Homework 06

Question 01

（1）上升阶段受力分析可得：

\[ \begin{gather} -mg-f(v)=ma=m\frac{dv}{dt}\\ \therefore \frac{dv}{dt}=-g-\frac{f(v)}{m}\\ \Rightarrow -\frac{dv}{g+\frac{f(v)}{m}}=dt \end{gather} \]

两边积分可得 \(t_a=\int_0^{v_0}\frac{mdv}{mg+f(v)}\)

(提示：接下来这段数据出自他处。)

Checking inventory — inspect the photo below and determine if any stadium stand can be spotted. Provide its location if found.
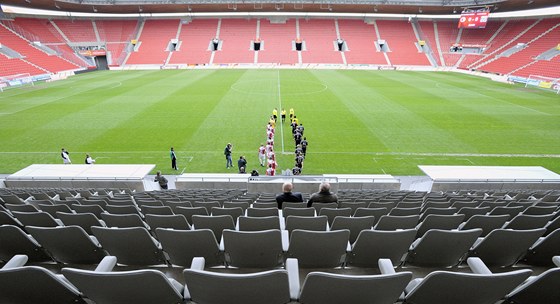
[126,19,180,65]
[209,19,257,64]
[0,188,560,303]
[169,19,218,64]
[376,20,430,66]
[480,19,560,74]
[258,19,298,64]
[298,19,343,64]
[418,21,443,66]
[51,20,98,42]
[95,20,138,65]
[0,26,79,75]
[437,21,461,67]
[338,19,388,65]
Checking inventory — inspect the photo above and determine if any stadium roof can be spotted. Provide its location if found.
[2,0,558,15]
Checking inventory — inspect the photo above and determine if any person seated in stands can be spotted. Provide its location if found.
[292,165,301,175]
[307,182,338,207]
[276,182,303,209]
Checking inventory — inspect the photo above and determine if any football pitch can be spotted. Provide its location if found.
[0,69,560,176]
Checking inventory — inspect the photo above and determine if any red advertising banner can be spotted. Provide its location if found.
[458,10,490,28]
[78,50,107,57]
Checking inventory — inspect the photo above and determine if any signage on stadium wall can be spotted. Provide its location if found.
[457,8,490,28]
[78,50,107,57]
[452,43,488,49]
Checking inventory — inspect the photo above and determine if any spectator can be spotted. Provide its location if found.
[169,147,178,170]
[276,182,303,209]
[307,182,338,207]
[259,144,266,167]
[300,137,309,158]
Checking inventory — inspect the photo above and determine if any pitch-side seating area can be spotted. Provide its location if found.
[0,188,560,304]
[0,18,560,78]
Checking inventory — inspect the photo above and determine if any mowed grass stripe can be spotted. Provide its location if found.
[87,71,220,151]
[0,70,560,175]
[318,71,471,152]
[372,73,560,153]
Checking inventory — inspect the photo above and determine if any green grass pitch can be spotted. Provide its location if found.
[0,70,560,176]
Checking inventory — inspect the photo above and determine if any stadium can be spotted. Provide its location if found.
[0,0,560,304]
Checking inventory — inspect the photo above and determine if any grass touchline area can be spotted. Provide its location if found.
[0,70,560,175]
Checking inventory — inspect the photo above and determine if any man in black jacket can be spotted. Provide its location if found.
[276,182,303,209]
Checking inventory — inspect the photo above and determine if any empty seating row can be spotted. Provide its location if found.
[0,255,560,304]
[0,221,560,267]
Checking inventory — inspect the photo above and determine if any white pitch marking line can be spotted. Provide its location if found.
[0,150,560,159]
[458,158,474,165]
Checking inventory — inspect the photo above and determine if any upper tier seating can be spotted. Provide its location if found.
[213,19,257,64]
[338,20,387,65]
[126,19,181,65]
[169,19,218,64]
[258,19,298,64]
[299,19,342,64]
[376,20,430,65]
[0,26,79,76]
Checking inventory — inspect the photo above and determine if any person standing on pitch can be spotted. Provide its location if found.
[85,154,95,165]
[60,148,72,165]
[259,144,266,167]
[169,147,179,170]
[237,155,247,173]
[224,143,233,169]
[272,108,278,122]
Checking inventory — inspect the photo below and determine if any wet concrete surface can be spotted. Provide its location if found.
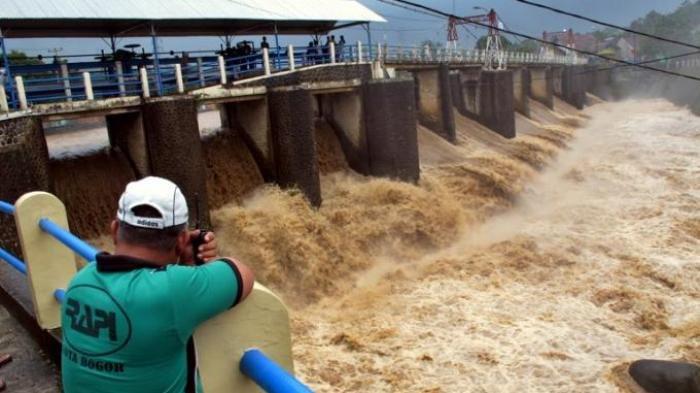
[0,305,60,393]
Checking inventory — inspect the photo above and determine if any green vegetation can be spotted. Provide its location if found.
[0,50,44,67]
[593,0,700,58]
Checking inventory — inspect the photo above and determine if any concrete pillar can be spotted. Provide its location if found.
[513,67,531,117]
[459,67,481,120]
[60,63,73,102]
[114,61,126,97]
[362,79,418,182]
[142,96,210,226]
[529,67,554,109]
[105,112,151,178]
[479,71,515,139]
[450,72,468,116]
[562,66,586,109]
[0,117,52,258]
[267,88,321,206]
[320,89,371,176]
[220,99,277,182]
[414,64,456,143]
[591,69,614,100]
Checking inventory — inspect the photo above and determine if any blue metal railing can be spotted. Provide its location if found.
[39,218,100,262]
[0,201,15,214]
[240,349,313,393]
[0,248,27,274]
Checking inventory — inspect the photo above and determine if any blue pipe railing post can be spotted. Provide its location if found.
[240,349,313,393]
[53,289,66,304]
[365,22,372,63]
[0,248,27,274]
[151,24,163,96]
[0,28,17,108]
[0,201,15,214]
[39,218,99,262]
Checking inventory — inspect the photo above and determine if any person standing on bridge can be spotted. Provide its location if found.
[61,177,254,393]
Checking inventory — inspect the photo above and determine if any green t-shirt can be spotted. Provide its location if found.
[61,254,242,393]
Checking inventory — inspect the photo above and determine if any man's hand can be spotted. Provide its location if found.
[180,229,219,265]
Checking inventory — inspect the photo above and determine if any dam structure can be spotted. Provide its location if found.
[0,0,644,391]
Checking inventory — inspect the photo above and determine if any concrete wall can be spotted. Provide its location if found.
[219,98,276,181]
[513,68,531,117]
[551,66,564,98]
[562,66,586,109]
[267,88,321,206]
[479,71,515,138]
[236,64,372,88]
[106,112,151,178]
[529,67,554,109]
[363,80,418,182]
[413,64,456,143]
[460,68,481,119]
[319,89,371,175]
[0,117,52,258]
[142,96,210,226]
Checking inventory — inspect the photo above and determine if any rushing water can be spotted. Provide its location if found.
[209,97,700,392]
[74,96,700,393]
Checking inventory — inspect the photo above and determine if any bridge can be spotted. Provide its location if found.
[0,0,611,392]
[0,42,585,117]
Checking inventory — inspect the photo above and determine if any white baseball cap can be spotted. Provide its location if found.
[117,176,188,229]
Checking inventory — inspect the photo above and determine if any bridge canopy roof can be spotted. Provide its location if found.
[0,0,386,38]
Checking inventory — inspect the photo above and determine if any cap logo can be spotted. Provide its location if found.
[136,218,162,228]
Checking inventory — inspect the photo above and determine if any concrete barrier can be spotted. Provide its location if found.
[0,117,52,257]
[363,80,418,182]
[267,87,321,206]
[413,64,456,143]
[551,66,565,98]
[105,112,151,178]
[319,89,371,175]
[513,68,531,117]
[479,71,515,139]
[460,68,481,120]
[142,96,210,226]
[220,98,276,181]
[529,67,554,109]
[562,66,586,109]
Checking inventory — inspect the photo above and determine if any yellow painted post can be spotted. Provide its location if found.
[15,192,77,329]
[0,83,10,113]
[15,76,29,111]
[263,48,272,76]
[287,45,296,71]
[139,67,151,98]
[175,64,185,94]
[194,283,294,393]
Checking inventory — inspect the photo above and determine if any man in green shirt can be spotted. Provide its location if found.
[62,177,254,393]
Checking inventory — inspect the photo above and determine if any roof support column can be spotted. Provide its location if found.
[0,28,17,107]
[362,22,372,63]
[151,23,163,96]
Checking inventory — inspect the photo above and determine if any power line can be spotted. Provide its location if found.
[380,0,700,82]
[515,0,700,49]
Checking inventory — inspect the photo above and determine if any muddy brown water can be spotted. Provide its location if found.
[23,100,700,393]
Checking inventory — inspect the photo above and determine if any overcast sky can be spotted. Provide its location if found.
[2,0,683,56]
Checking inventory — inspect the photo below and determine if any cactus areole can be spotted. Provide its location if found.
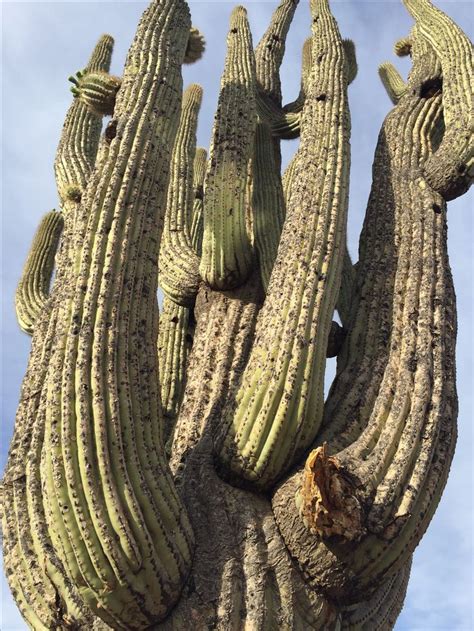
[1,0,474,631]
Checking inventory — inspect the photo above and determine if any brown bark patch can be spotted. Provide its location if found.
[299,443,365,541]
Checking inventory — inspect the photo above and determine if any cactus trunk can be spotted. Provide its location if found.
[0,0,473,631]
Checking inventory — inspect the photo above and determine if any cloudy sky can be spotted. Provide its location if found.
[0,0,474,631]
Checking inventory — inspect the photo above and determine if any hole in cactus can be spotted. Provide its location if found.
[105,118,117,142]
[420,77,443,99]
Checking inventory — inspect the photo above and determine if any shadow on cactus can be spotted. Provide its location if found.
[2,0,474,630]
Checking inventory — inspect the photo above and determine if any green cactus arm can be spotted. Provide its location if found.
[159,84,202,306]
[342,39,358,85]
[69,71,121,116]
[393,37,412,57]
[15,210,64,335]
[158,296,192,444]
[252,122,285,291]
[3,35,113,628]
[5,0,192,629]
[274,32,457,604]
[379,61,407,105]
[283,37,313,114]
[219,0,350,488]
[54,35,114,205]
[257,38,357,140]
[200,7,257,289]
[184,26,206,64]
[336,246,356,329]
[190,147,207,256]
[404,0,474,201]
[255,0,299,105]
[158,146,207,447]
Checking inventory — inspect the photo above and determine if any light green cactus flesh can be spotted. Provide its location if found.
[69,71,121,116]
[15,210,64,335]
[219,2,350,488]
[200,7,257,289]
[0,0,474,631]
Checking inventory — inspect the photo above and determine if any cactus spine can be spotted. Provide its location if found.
[0,0,473,631]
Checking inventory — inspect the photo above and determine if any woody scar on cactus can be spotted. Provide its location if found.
[0,0,474,631]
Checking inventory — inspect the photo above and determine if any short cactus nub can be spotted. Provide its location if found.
[69,72,121,116]
[379,62,407,105]
[184,26,206,64]
[15,210,64,335]
[393,37,412,57]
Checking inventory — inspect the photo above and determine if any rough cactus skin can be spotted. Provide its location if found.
[69,72,120,116]
[0,0,473,631]
[15,210,64,335]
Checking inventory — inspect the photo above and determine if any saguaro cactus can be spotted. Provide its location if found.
[1,0,474,631]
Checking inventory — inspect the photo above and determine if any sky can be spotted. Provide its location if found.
[0,0,474,631]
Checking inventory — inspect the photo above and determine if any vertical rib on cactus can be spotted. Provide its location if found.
[160,85,202,306]
[200,7,257,289]
[219,0,350,487]
[15,210,64,335]
[274,36,457,603]
[35,0,192,629]
[3,35,113,629]
[191,147,207,256]
[336,246,356,329]
[379,62,407,105]
[403,0,474,201]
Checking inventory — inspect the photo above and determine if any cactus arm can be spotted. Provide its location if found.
[274,32,457,604]
[3,35,113,628]
[54,35,114,205]
[158,296,192,444]
[379,62,407,105]
[39,0,191,629]
[184,26,206,64]
[252,122,285,291]
[160,85,202,306]
[342,39,358,85]
[15,210,64,335]
[283,37,313,114]
[69,71,121,116]
[6,0,191,629]
[255,0,299,105]
[404,0,474,201]
[219,0,350,488]
[200,7,257,289]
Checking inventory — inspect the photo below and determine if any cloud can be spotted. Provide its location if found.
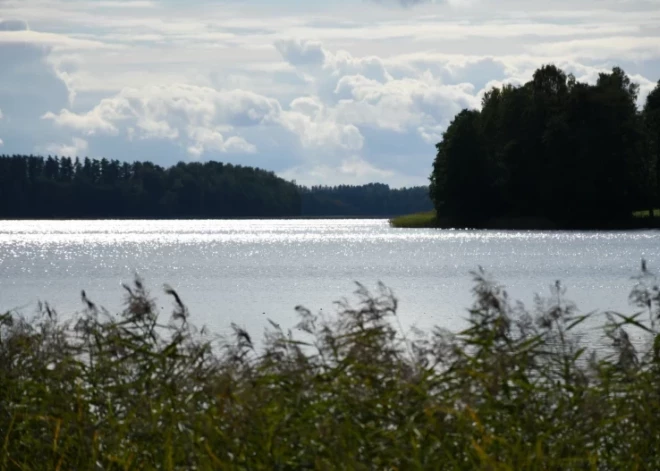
[275,39,326,66]
[0,0,660,185]
[0,20,30,31]
[45,137,89,157]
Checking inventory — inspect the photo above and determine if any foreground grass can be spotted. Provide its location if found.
[0,264,660,470]
[390,211,438,228]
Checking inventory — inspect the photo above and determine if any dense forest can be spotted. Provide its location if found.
[430,65,660,227]
[0,155,432,219]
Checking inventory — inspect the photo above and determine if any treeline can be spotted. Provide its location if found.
[430,65,660,227]
[300,183,433,217]
[0,155,431,219]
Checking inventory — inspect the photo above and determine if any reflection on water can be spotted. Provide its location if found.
[0,219,660,344]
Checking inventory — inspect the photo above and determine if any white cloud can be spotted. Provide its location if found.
[275,39,326,66]
[0,0,660,185]
[45,137,89,157]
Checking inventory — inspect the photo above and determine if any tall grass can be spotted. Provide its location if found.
[0,266,660,470]
[389,211,439,228]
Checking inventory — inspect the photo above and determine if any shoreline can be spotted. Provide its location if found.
[389,211,660,231]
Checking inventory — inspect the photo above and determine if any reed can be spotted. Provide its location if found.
[0,264,660,470]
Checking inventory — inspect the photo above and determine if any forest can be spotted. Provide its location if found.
[430,65,660,227]
[0,155,432,219]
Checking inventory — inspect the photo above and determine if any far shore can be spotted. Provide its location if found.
[389,211,660,231]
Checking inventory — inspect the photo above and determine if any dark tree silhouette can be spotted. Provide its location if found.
[430,65,660,226]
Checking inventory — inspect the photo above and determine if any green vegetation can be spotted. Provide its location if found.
[0,263,660,470]
[299,183,433,217]
[633,209,660,218]
[390,211,438,228]
[430,65,660,228]
[0,155,433,219]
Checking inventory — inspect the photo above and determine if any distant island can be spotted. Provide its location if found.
[0,155,433,219]
[398,65,660,229]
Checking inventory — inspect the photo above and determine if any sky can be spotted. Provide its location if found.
[0,0,660,187]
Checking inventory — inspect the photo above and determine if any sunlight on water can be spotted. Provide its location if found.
[0,219,660,344]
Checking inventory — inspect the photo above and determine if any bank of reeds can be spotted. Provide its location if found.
[0,269,660,470]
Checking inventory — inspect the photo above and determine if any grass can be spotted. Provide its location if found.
[0,264,660,470]
[633,209,660,218]
[390,211,438,228]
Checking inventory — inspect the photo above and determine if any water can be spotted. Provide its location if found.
[0,220,660,342]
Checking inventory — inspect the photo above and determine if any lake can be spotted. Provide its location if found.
[0,219,660,342]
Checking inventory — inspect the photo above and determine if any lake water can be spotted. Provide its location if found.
[0,219,660,342]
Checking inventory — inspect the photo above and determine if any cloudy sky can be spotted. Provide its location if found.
[0,0,660,186]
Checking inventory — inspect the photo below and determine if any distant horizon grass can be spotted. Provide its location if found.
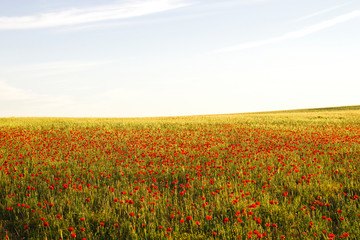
[0,106,360,240]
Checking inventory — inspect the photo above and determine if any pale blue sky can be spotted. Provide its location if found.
[0,0,360,117]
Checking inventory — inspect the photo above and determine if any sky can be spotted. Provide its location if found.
[0,0,360,117]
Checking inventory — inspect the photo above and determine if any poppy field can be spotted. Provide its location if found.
[0,106,360,239]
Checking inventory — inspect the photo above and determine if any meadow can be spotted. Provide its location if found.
[0,106,360,239]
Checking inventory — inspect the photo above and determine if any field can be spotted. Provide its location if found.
[0,106,360,239]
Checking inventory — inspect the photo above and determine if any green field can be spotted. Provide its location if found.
[0,106,360,239]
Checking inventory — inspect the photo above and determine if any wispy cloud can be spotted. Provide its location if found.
[0,61,113,77]
[295,4,346,22]
[215,10,360,53]
[0,0,190,30]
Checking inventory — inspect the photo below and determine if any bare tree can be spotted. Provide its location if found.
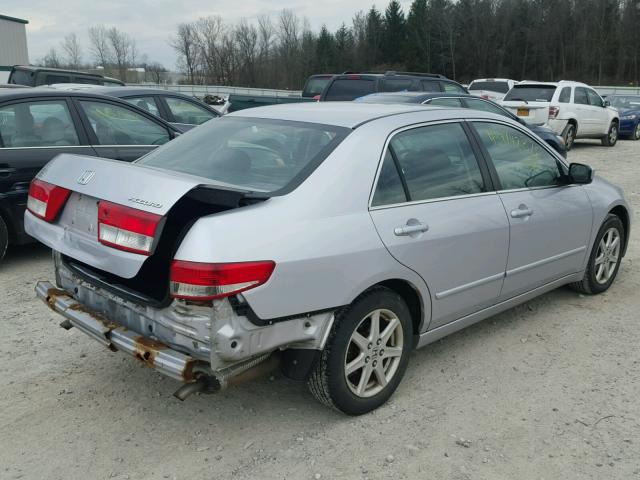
[107,27,135,82]
[89,25,113,68]
[169,23,198,84]
[60,33,82,70]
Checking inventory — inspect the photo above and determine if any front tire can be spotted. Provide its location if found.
[0,217,9,260]
[570,214,626,295]
[307,287,413,415]
[601,122,618,147]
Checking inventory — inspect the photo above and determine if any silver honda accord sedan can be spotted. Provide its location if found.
[25,102,631,415]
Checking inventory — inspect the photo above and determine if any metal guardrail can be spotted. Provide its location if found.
[132,83,640,98]
[131,83,302,98]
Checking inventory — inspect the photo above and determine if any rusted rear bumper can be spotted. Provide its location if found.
[36,282,197,382]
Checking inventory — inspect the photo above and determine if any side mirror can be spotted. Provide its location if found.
[569,163,593,185]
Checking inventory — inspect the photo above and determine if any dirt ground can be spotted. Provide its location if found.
[0,137,640,480]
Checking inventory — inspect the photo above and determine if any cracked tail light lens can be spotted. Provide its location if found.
[98,201,163,255]
[27,179,71,222]
[170,260,276,300]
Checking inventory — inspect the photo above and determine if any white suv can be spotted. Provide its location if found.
[501,80,620,150]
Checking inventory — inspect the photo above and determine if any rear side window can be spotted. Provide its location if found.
[473,122,561,190]
[464,98,510,117]
[427,97,462,108]
[380,123,485,201]
[302,76,331,97]
[573,87,589,105]
[0,101,80,148]
[325,78,376,102]
[382,78,415,92]
[80,100,170,145]
[123,97,160,116]
[371,149,407,207]
[441,82,467,93]
[139,117,349,192]
[504,85,556,102]
[420,80,442,92]
[558,87,571,103]
[469,82,509,93]
[165,97,215,125]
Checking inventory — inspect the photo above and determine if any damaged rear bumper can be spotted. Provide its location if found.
[36,282,199,382]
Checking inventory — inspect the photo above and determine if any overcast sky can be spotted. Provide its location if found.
[0,0,411,69]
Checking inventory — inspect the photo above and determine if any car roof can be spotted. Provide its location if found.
[226,102,488,129]
[355,92,482,103]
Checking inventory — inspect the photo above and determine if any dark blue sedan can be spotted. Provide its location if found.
[607,95,640,140]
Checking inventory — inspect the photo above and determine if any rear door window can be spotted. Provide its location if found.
[573,87,589,105]
[558,87,571,103]
[0,100,80,148]
[325,78,376,102]
[79,100,170,145]
[504,85,556,102]
[123,96,160,116]
[427,97,462,108]
[389,123,485,201]
[473,122,561,190]
[164,97,215,125]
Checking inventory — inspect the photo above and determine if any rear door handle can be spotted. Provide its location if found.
[511,205,533,218]
[393,223,429,237]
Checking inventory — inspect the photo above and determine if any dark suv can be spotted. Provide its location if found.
[7,65,124,87]
[320,72,468,102]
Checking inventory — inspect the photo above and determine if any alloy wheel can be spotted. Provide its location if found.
[595,228,620,285]
[344,309,404,398]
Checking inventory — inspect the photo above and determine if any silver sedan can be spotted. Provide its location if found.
[25,103,631,415]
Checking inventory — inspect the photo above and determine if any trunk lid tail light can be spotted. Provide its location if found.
[170,260,276,300]
[27,178,71,222]
[98,200,164,255]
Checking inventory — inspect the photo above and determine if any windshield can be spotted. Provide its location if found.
[138,117,350,192]
[504,85,556,102]
[607,95,640,110]
[469,82,509,93]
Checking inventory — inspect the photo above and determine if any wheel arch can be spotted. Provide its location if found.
[608,205,631,257]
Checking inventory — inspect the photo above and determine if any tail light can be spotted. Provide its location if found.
[27,178,71,222]
[170,260,276,300]
[98,201,163,255]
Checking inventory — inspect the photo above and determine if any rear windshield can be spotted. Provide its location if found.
[302,76,331,97]
[325,78,376,102]
[9,70,35,87]
[469,82,509,93]
[138,117,350,193]
[504,85,556,102]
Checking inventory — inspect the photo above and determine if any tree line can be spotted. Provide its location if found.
[170,0,640,89]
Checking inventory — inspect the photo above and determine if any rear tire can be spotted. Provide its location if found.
[562,123,576,152]
[600,122,619,147]
[569,214,626,295]
[307,287,413,415]
[0,217,9,260]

下降阶段同理受力分析得 \(t_d=\int_0^{v_f}\frac{mdv}{mg-f(v)}\)

考虑上升距离：

\[ \begin{gather} (mg+f(v))dx=\frac{1}{2}m[(v-dv)^2-v^2]\\ \Rightarrow -mvdv=(mg+f(v))dx \end{gather} \]

两边积分可得 \(h=\int_0^{v_0}\frac{mvdv}{mg+f(v)}\)

下降阶段同理可得 \(h=\int_0^{v_f}\frac{mvdv}{mg-f(v)}\)

由上升下降距离相同有 \(\int_0^{v_0}\frac{mvdv}{mg+f(v)}=\int_0^{v_f}\frac{mvdv}{mg-f(v)}\)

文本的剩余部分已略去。